Susan Scott is a wonder.  We sold over forty copies of the book, which was very pleasant, but much more thrilling from my standpoint was the food.  Susan managed to procure ration coupons for icing sugar and real eggs for the meringue.  If all her literary luncheons are going to achieve these heights, I won't mind touring about the country.  Do you suppose that a lavish bonus could spur her on to butter?  Let's try it--you may deduct the money from my royalties.

Now for my grim news.  You asked me how work on my new book is progressing.  Sidney, it isn't.
When I went to the store to buy book 2 for Mom, there was an updated edition in which the second author praises her co-author who had just passed away.  Here, then, are additional clues for you from book 2 (a passing from fiction to factual reflections):
I grew up in a family of storytellers. In my family, there is no such thing as a yes-or-no question, a simple answer, or a bald fact. You can't even ask someone to pass the butter without incurring a story, and major holidays always end with the women gathered around the table, weeping with laughter, while our husbands sit in the next room holding their heads.

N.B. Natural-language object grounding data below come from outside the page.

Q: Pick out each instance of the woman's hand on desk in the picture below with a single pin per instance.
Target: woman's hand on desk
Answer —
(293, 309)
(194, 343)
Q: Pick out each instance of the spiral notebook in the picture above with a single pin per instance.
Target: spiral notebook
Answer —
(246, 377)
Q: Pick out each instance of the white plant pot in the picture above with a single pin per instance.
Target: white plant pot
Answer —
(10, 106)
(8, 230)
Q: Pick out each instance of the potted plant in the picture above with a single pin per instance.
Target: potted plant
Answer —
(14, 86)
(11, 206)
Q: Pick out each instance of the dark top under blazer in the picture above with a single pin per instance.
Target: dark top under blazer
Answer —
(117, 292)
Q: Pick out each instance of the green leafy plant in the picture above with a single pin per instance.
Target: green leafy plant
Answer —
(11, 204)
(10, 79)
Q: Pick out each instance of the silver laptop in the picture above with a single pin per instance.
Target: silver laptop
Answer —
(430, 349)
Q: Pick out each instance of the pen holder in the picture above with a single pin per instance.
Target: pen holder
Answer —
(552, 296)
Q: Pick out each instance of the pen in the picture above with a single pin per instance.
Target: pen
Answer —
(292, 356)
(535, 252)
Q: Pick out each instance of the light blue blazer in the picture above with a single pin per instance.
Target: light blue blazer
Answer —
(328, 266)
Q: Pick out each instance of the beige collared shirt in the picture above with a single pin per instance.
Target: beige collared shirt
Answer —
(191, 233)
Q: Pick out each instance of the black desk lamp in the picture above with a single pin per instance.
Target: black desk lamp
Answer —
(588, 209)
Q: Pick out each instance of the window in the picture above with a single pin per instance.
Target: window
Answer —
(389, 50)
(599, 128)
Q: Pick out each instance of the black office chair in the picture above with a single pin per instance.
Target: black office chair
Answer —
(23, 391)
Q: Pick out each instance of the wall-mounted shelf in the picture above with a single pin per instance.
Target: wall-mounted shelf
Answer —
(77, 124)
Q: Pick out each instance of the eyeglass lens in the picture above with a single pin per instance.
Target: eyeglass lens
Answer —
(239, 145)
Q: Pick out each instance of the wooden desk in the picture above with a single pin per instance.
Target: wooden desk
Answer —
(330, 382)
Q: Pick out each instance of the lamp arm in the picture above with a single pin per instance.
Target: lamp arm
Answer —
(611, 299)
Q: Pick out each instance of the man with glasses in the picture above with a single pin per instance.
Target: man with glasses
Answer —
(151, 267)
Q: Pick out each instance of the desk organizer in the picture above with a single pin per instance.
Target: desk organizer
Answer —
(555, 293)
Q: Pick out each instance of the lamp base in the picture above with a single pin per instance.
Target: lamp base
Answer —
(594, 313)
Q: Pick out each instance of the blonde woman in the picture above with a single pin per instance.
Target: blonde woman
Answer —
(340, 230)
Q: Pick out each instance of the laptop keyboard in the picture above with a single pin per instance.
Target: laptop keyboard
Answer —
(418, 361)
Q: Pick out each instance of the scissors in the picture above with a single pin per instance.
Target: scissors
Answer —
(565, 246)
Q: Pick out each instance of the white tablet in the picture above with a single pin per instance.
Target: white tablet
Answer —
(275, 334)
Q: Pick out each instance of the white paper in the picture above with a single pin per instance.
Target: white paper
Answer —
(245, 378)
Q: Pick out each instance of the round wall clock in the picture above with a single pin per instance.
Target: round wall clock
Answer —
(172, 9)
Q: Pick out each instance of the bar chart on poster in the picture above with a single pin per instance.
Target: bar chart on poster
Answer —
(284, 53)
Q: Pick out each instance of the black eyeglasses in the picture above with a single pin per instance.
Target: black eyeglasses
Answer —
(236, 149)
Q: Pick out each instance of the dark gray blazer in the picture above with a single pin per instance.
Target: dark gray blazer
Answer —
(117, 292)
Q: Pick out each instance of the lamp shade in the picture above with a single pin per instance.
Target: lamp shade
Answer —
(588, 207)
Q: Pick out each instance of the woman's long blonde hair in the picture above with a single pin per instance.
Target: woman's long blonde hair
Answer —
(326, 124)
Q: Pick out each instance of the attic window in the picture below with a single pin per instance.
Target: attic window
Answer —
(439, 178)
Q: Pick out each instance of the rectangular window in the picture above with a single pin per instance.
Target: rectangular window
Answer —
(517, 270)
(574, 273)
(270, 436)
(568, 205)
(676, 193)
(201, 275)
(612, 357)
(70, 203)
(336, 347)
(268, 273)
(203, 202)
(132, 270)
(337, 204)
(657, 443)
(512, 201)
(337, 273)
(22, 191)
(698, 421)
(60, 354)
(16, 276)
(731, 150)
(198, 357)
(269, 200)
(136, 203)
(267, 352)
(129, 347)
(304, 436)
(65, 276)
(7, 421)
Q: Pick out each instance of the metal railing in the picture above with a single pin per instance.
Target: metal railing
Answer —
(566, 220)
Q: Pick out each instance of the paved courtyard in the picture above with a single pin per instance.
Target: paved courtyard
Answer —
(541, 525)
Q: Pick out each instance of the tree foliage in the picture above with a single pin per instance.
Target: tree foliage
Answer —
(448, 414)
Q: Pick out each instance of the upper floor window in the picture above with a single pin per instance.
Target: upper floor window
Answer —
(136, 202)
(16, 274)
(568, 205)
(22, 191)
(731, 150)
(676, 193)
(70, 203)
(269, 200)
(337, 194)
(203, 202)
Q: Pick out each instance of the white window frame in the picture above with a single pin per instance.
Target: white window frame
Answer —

Obviously, with so much practice, my family is rich in fine storytellers but my aunt Mary Ann Shaffer was the jewel in our crown. What was it about Mary Ann turning a tale? She was one of the one of the wittiest people I ever met, but wit wants the essence of her gift. Her language was lustrous, her timing was exquisite, her delivery was a thing of beaty and a joy forever, but none of these reaches to the center of her charm. That, it seems to me, was her willingness to be delighted by people--their phrases, their frailties, and their fleeting moments of granduer. Together with her delight was the impluse to share it; she told stories so that the rest of us, listening, could be delighted with her, and, time and again, she succeeded.

Of course, now you have the name of one of the authors of book 2, so the game's almost done for you, right? Let me give one more hint of the wonder of the book:  it's a novel composed entirely of letters (except for those author's notes), which means you'll be reading somebody else's mail if you read it (and reading somebody's praise for somebody who might just have been delighted with you, and with me).

So who wrote these books, and what are they?